Section one addresses health literacy’s capacity to foster progress in clinical care and public health. Section one (and this summary) are divided into five subsections: an introduction; health literacy interventions/activities and clinical practice; health literacy interventions/activities and public health; international health literacy activities; and a concluding discussion of health literacy’s three current platforms and health literacy’s distinctive impact on health.
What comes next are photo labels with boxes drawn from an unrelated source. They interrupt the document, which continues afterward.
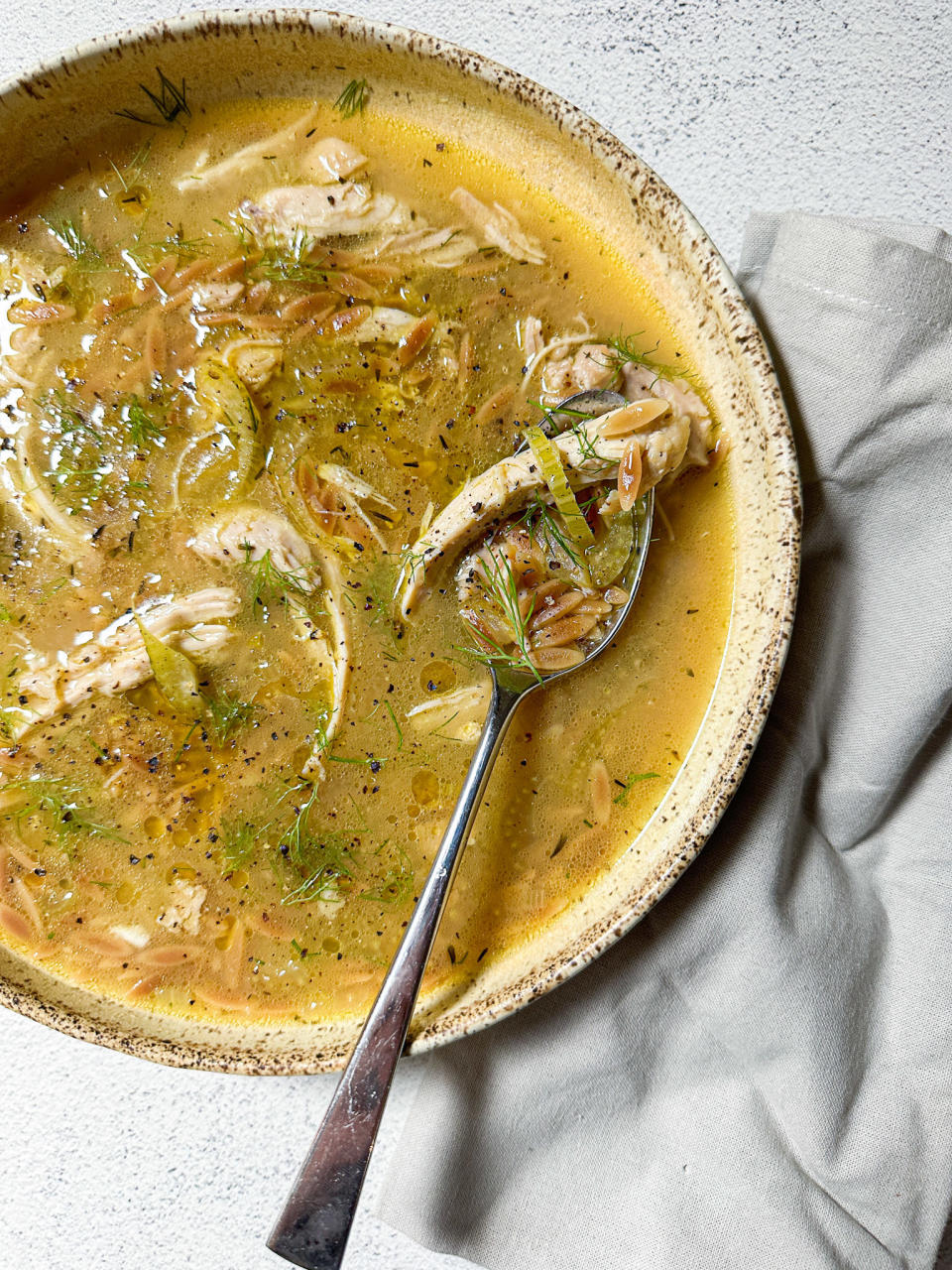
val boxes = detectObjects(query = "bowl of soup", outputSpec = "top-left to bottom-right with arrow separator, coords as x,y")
0,12 -> 799,1072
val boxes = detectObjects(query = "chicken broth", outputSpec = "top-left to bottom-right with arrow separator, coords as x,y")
0,85 -> 734,1020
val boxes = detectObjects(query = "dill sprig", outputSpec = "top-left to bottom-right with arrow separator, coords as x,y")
40,216 -> 103,268
334,78 -> 371,119
241,543 -> 312,608
36,389 -> 103,445
612,772 -> 658,807
204,693 -> 258,749
4,776 -> 127,845
254,228 -> 339,283
114,66 -> 191,128
218,818 -> 260,872
314,717 -> 388,775
459,546 -> 542,684
119,393 -> 165,449
518,493 -> 583,566
278,784 -> 354,904
606,330 -> 690,389
358,842 -> 414,906
127,225 -> 210,269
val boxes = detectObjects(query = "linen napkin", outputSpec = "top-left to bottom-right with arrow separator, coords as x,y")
380,213 -> 952,1270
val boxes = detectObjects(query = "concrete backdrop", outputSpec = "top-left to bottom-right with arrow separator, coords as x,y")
0,0 -> 952,1270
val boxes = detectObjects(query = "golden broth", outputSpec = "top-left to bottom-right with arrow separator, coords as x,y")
0,91 -> 734,1020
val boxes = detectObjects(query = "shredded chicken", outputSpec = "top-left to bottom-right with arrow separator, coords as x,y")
156,877 -> 208,935
373,221 -> 479,269
542,344 -> 619,405
400,405 -> 689,617
302,541 -> 353,777
187,505 -> 320,590
340,308 -> 420,344
187,505 -> 350,776
309,137 -> 367,185
109,926 -> 151,949
407,684 -> 489,742
449,186 -> 545,264
622,362 -> 715,470
222,339 -> 285,393
18,586 -> 240,735
239,181 -> 410,242
176,107 -> 317,193
191,282 -> 245,313
520,315 -> 545,369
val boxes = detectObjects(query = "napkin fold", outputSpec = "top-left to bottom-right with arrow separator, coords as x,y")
378,213 -> 952,1270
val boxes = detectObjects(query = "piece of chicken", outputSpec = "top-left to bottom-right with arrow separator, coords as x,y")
622,362 -> 715,470
156,877 -> 208,935
373,225 -> 479,269
187,504 -> 352,776
176,107 -> 367,193
239,181 -> 410,242
542,344 -> 614,405
18,586 -> 240,735
187,504 -> 320,590
449,186 -> 545,264
400,403 -> 690,617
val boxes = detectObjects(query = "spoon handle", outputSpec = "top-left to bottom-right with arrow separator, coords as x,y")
268,676 -> 523,1270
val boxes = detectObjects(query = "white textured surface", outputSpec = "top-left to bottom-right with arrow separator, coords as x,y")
0,0 -> 952,1270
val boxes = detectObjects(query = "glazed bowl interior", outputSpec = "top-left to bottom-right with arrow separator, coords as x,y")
0,10 -> 799,1074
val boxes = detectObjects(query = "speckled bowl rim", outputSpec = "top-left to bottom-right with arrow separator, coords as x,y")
0,8 -> 802,1075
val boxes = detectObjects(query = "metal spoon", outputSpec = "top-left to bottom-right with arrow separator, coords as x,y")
268,391 -> 654,1270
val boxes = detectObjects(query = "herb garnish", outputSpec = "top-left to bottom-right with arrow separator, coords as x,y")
4,776 -> 128,845
40,216 -> 103,267
114,66 -> 191,128
334,80 -> 371,119
612,772 -> 658,807
459,546 -> 542,684
241,543 -> 312,609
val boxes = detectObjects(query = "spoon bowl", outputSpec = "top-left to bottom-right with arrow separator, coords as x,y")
268,391 -> 654,1270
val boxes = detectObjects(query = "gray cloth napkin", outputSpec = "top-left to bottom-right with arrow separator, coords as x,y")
380,213 -> 952,1270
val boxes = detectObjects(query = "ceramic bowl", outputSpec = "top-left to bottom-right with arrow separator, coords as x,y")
0,10 -> 799,1074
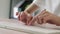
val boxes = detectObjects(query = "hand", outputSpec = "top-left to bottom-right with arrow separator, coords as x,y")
18,12 -> 33,24
28,10 -> 59,25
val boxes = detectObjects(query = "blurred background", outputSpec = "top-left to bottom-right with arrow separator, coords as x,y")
0,0 -> 33,18
0,0 -> 59,18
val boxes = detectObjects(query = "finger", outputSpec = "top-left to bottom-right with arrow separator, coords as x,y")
43,18 -> 47,24
39,9 -> 46,16
28,17 -> 36,25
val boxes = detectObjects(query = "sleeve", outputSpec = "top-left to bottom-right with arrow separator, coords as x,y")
33,0 -> 45,7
This report discusses successful approaches to conducting health literacy-directed studies with community clinics and agencies in rural areas of Louisiana. Some lessons learned from two studies in isolated rural areas with a history of health, educational, and economic disparities are presented. The first is a qualitative study eliciting patients’, providers’ and community members’ understanding, access and acceptance of clincial trials. The second is an overview of health literacy interventions that build on each other to improve annual colorectal cancer screening in rural commuity clinics. The results suggest rural providers and patients are interested in participating in clinical trials. To increase participation in clinical trials in rural areas, academic researchers need to develop ongoing “bi-directional” working relationships with rural clinics and agencies. The support of primary care providers trusted by patients is essential. Plain language and culturally appropriate patient education material developed with the input of patients and providers and on-going telephone outreach are effective in increasing initial colon cancer screening among low-income rural patients. More intensive strategies are needed to sustain annual screening. Implementation of health literacy research strategies may help address barriers to understanding and access to appropriate studies and preventive health services.